At the end of the chapter he shows an example that is closer to what I pictured after reading "have their own state", as in:
def __set__(self, instance, value):
self.name = value.lower()
The example runs but does not do what I'd expect it to do. As the example is a bit long I've put it on Pastebin and added a last line that shows the unexpected behavior (Bob's name is now Sue). Here's a shorter demo snippet:
class Wrapper(object):
class ExampleDescriptor(object):
def __get__(self, instance, owner):
print "get %s" % self.state
return self.state
def __set__(self, instance, value):
print "set %s" % value
self.state = value
ex = ExampleDescriptor()
w1 = Wrapper()
w1.ex = 1
print w1.ex
w2 = Wrapper()
print w2.ex
w2.ex = 2
print w1.ex
print w1.ex is w2.ex
The output of which is:
set 1
get 1
1
get 1
1
set 2
get 2
2
get 2
get 2
True
None of this execution comes as a surprise after looking at the code carefully. The validation logic in the descriptor is making a de facto singleton out of this attribute on the wrapper class; however, it's hard to imagine this shared state was Lutz's intention, or the intention in this widely linked tutorial on the topic.
Question
Is it possible to make a descriptor that has internal state that is unique to the wrapping object without stashing that state on the wrapping object instances (as in the first snippet)? Is it possible to modify the CardHolder class from the linked example such that Bob does not end up as Sue?
"Like properties, descriptors are designed to handle specific attributes... Unlike properties, descriptors have their own state..."
I am not sure what point Lutz is trying to make as properties are, in fact, descriptors themselves.
But, even though descriptors do have their own state, it's not widely useful as, as you have discovered, you only get one descriptor object per class attribute instead of one per instance. This is why the instance is passed in, so that instance-unique values can be saved/accessed.

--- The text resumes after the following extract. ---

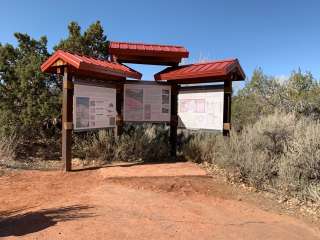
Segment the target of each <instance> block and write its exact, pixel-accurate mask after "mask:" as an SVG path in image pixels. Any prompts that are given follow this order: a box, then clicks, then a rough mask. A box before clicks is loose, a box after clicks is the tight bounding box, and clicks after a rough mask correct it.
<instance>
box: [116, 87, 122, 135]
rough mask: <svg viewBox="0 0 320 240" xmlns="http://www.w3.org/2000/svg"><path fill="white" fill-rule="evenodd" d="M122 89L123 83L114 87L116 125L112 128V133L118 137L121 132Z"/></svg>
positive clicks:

To prove the point that it is one descriptor object per attribute, you can try this slightly modified code from one of your links:
class RevealAccess(object):
"""A data descriptor that sets and returns values
normally and prints a message logging their access.
"""
def __init__(self, initval=None, name='var'):
self.val = initval
self.name = name
def __get__(self, obj, objtype):
print 'Retrieving', self.name
return self.val
def __set__(self, obj, val):
print 'Updating' , self.name
self.val = val
class MyClass(object):
x = RevealAccess(10, 'var "x"')
y = RevealAccess(5, 'var "y"')
m = MyClass()
m.x
m.x = 20
m.x
m.y
What you should see:
Retrieving var "x"
Updating var "x"
Retrieving var "x"
Retrieving var "y"
To answer your question: Yes. But it's a pain.
class Stored(object):
"""A data descriptor that stores instance values in itself.
"""
instances = dict()
def __init__(self, val):
self.instances[self, None] = val
def __get__(self, obj, objtype):
return self.instances[self, obj]
def __set__(self, obj, val):
self.instances[self, obj] = val
class MyClass(object):
x = Stored(3)
y = Stored(9)
print(MyClass.x)
print(MyClass.y)
m = MyClass()
m.x = 42
print(m.x)
m.y = 19
print(m.y)
print(m.x)
As you've stated already, a descriptor is a class-level instance so its state is shared between each instance of the class.
The descriptor could store an internal hash of instances it's wrapping. To avoid circular references it'd be smarter to have the key be the id of the instance. The only reason I'd see to do this is if the descriptor's purpose is to aggregate these properties from different instances.
As for the second part of your question, just do as you stated already and store the underlying state on the instance instead of the descriptor and then Bob will not be Sue.
(A complement to other answers)
To attach state to instances you do not control without disturbing them, simply use a weak container; weakref.WeakKeyDictionary is appropriate here. The garbage collector will make sure that the descriptor's extra state doesn't linger after the instances are collected, and that the descriptor doesn't cause the instances to live longer than they normally would.